Chaadayev, Peter Yakovlevich

(1794–1856), philosophe et critique social moscovite.

Peter Yakovlevich Chaadayev est le plus célèbre pour la publication de sa «Première lettre philosophique» en 1836 dans le journal Télescope, qui a provoqué de manière choquante le débat qui a suivi entre slavophiles et occidentalistes. L'intellectuel russe Alexander Herzen a déclaré que la lettre de Chaadayev était "un coup de feu qui a retenti dans la nuit noire" qui "a secoué tous les Russes pensants". Le comte Benkendorf, chef de la troisième section (la police secrète) sous le tsar Nicolas Ier, considérait l'œuvre de Chaadayev comme celle d'un fou, et Nicolas Ier fit donc officiellement déclarer Chaadayev fou et ordonna que toutes les copies du Télescope journal soit confisqué. Chaadayev a été assigné à résidence pendant environ un an. Le gouvernement lui a ordonné de ne plus rien publier.

Chaadayev avait écrit sa «Première lettre philosophique adressée à une dame» dans le cadre d'une série de huit «Lettres philosophiques» non pas en russe mais en français, qu'il considérait comme «la langue de l'Europe». Cependant, les éditeurs de la revue Télescope publié seulement la première lettre dans une traduction russe relativement faible. Chaadayev a conçu ses «Lettres philosophiques» comme une critique de l'histoire de la culture russe en général et des effets des institutions religieuses dans son pays. Il a idéalisé l'histoire et l'influence de l'Église catholique romaine, afin de souligner les lacunes de l'Église orthodoxe russe. En particulier, il s'en est pris au servage et à l'autocratie russes. Il a déclaré que les Russes n'avaient eu aucun impact sur la culture mondiale. La Russie n'avait ni passé ni présent important; il n'appartenait ni à l'Est ni à l'Ouest.

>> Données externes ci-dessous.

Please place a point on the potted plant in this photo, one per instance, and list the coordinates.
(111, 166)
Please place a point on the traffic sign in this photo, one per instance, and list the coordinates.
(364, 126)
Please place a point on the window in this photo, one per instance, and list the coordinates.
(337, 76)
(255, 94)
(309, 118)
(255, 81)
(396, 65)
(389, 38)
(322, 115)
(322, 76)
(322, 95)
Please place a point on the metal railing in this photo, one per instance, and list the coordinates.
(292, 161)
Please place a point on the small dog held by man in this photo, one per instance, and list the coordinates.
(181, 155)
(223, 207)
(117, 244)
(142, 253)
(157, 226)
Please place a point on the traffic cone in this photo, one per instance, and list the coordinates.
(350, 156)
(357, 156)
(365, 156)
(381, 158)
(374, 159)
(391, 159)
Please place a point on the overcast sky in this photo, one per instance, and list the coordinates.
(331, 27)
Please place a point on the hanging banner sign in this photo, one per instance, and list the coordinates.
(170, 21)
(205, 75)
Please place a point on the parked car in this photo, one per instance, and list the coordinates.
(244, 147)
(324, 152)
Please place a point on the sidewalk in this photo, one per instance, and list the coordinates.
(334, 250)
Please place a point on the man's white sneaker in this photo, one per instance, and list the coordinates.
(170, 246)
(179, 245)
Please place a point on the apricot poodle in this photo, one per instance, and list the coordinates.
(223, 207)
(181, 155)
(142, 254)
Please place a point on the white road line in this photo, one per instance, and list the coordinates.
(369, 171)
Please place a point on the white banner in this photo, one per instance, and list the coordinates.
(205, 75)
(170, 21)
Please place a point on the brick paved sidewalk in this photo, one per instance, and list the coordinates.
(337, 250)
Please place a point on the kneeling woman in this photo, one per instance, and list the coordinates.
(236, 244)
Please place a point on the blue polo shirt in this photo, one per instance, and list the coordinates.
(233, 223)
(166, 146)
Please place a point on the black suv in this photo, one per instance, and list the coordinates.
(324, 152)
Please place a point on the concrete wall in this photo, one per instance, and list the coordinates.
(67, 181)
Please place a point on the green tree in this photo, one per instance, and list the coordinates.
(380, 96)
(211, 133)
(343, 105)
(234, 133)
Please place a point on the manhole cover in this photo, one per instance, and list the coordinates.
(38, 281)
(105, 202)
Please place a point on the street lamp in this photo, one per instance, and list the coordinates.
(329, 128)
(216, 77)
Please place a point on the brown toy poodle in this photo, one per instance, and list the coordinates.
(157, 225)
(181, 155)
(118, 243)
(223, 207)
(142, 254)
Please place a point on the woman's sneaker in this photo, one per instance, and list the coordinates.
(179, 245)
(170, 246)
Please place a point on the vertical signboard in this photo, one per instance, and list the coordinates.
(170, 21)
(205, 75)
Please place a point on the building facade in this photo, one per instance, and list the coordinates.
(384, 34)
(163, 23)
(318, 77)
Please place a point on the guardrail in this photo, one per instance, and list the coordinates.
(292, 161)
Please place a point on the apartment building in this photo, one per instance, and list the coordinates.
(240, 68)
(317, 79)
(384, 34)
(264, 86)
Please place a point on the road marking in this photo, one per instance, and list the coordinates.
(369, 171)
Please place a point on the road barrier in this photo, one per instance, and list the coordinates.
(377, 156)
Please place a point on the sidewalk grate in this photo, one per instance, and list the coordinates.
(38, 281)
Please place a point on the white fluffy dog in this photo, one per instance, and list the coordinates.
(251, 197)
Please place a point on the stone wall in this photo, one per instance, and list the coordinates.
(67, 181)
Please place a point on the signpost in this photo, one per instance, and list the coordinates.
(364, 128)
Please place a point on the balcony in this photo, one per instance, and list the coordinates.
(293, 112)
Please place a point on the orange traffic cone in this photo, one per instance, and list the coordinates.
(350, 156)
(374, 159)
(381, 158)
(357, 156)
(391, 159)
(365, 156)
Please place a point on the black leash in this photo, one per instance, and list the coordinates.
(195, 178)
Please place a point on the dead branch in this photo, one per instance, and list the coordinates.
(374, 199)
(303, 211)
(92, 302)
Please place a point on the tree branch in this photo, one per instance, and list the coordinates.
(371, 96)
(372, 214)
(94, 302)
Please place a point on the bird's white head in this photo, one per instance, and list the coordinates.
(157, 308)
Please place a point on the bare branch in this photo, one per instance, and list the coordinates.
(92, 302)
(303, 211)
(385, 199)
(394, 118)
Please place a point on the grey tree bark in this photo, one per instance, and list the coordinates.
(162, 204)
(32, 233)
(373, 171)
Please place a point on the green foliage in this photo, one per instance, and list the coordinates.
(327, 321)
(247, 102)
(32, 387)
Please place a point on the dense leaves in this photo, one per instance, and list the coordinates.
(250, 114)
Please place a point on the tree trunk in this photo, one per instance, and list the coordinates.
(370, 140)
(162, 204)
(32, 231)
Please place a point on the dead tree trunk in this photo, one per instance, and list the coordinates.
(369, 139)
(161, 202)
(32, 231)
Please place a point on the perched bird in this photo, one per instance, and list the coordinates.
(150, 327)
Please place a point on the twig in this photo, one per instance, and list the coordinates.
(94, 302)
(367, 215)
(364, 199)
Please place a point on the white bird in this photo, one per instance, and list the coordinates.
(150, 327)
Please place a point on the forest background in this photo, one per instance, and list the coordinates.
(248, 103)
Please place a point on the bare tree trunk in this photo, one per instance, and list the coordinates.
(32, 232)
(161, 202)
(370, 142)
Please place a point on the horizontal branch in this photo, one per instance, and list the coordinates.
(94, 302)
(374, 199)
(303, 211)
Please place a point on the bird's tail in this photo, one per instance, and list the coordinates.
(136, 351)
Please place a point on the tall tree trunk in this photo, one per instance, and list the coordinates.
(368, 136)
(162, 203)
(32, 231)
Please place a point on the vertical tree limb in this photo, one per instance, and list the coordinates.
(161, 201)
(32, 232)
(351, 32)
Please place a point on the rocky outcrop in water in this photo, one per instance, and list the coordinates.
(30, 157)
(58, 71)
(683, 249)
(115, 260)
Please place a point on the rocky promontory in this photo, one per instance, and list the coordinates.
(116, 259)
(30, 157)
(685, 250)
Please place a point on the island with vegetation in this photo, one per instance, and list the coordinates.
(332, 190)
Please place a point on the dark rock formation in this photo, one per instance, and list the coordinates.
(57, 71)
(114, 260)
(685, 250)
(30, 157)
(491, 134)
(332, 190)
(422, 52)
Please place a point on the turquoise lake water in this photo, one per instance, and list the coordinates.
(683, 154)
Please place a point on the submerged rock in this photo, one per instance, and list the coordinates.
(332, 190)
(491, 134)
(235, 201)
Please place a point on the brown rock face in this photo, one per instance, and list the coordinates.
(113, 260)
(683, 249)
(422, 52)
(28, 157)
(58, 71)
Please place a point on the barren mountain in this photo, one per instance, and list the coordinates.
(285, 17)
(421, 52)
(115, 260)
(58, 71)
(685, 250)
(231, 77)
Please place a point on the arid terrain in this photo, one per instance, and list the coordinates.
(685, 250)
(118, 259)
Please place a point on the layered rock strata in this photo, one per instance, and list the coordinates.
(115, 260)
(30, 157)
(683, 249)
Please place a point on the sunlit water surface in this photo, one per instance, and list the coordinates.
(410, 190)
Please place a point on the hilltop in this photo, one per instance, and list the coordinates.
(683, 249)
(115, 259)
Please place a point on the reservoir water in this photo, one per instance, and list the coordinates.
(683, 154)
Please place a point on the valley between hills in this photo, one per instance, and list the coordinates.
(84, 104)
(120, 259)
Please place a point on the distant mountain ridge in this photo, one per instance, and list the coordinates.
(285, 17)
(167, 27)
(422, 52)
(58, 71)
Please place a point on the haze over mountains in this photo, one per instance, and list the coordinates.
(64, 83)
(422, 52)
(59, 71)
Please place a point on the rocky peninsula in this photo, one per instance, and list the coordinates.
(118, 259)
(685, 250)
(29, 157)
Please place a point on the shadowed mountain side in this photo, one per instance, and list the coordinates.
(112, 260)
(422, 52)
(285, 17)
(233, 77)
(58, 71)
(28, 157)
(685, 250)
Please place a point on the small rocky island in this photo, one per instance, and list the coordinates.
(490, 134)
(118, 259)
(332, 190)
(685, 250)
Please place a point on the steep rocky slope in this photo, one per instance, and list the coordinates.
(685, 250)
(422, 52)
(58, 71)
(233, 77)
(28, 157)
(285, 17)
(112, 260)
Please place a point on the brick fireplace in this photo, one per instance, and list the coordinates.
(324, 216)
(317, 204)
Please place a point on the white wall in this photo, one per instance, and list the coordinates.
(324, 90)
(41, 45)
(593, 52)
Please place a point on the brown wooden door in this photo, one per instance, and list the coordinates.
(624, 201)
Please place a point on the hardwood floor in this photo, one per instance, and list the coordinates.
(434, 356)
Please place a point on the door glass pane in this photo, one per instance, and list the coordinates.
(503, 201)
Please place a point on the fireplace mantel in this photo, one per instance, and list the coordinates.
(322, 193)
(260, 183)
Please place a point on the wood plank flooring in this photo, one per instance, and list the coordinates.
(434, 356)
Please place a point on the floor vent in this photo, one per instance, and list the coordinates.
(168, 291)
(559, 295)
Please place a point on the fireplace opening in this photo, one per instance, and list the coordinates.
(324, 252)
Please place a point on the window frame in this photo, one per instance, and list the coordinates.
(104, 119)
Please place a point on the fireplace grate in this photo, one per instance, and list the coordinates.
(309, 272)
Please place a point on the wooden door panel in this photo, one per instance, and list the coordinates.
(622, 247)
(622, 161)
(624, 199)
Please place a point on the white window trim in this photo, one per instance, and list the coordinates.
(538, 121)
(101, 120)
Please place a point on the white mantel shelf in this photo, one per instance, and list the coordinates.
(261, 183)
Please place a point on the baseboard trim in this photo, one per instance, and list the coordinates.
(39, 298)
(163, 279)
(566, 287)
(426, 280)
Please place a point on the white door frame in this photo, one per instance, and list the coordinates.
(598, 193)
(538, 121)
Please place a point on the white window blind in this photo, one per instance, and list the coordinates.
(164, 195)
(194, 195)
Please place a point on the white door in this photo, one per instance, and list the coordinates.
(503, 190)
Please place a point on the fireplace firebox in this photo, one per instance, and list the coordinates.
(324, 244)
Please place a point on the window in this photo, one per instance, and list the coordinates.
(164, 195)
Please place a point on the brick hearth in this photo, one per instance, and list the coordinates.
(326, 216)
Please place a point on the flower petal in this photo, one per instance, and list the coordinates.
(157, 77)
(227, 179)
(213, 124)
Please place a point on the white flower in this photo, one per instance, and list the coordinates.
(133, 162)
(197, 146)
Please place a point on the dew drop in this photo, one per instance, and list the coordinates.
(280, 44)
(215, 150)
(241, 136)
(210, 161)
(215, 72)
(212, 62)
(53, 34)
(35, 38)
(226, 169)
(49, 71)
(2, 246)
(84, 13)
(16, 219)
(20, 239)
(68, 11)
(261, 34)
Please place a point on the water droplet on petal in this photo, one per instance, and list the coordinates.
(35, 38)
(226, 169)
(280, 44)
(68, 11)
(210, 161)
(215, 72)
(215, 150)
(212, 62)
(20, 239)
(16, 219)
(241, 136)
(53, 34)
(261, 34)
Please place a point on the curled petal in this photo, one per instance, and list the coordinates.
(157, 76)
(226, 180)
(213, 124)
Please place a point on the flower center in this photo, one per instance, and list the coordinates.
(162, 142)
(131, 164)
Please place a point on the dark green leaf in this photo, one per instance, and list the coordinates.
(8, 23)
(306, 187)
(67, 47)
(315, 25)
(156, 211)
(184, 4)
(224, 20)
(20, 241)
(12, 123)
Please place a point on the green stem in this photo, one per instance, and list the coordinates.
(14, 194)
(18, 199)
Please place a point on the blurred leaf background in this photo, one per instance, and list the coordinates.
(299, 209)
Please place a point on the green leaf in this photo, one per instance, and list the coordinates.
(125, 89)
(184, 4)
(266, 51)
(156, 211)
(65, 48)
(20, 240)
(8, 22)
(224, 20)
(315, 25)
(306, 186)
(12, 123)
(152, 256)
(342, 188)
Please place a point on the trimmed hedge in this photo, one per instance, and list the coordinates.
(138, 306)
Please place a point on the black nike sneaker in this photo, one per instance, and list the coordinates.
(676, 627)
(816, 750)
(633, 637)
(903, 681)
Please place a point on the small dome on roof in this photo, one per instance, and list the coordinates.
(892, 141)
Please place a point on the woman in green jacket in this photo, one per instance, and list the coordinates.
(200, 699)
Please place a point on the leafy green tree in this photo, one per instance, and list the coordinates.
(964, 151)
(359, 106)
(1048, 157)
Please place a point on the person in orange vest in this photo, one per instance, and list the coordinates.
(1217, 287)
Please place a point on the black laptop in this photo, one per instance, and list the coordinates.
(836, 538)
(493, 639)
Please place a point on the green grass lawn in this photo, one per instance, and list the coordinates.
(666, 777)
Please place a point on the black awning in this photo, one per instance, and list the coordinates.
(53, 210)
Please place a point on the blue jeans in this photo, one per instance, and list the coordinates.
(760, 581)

Il s'inquiétait de la croissance maligne de la propagande nationaliste russe contemporaine, qui pourrait conduire les Russes à construire un passé stupide «âge d'or» ou «utopie rétrospective». Dans un tel cas, les Russes ne profiteraient pas de leur situation culturelle unique et leur histoire culturelle pourrait ne servir qu’exemple aux autres de ce qu’il ne faut pas faire.

La plupart des Russes connaissent Chaadayev simplement comme «un ami d'Alexandre Pouchkine» ou comme un idéologue pro-catholique. En fait, il est resté l'ami de Pouchkine jusqu'à la mort du poète en 1837, mais il n'est jamais devenu catholique. Chaadayev est resté orthodoxe russe toute sa vie. En 1837, Chaadayev écrivit son «Apologia of a Madman», affirmant ironiquement que la Russie avait effectivement une histoire authentique, mais seulement depuis l'époque de Pierre le Grand. Bien que les Russes n'aient pas d '«âge d'or» sur lequel se rabattre, ils devraient conserver la capacité de se soumettre à des forces culturelles extérieures et donc avoir un avenir potentiellement formidable.

Après 1836, Chaadayev continua à écrire des articles sur des questions culturelles et politiques «pour le tiroir du bureau». Chaadayev défie la catégorisation; il n'était pas un occidentaliste russe typique en raison de son intérêt idiosyncratique pour la religion; il n'était pas non plus slave, même s'il offrait un rôle messianique possible à la Russie à l'avenir. Il n'avait pas de disciples directs, à part son «neveu» et amanuensis, Mikhail Zhikharev, qui a scrupuleusement préservé les manuscrits de Chaadayev et a essayé d'en faire publier certains après la mort de Chaadayev. L'héritage durable de Chaadayev était de rappeler aux intellectuels russes d'évaluer les prétendues réalisations culturelles de la Russie par rapport à celles de l'Occident.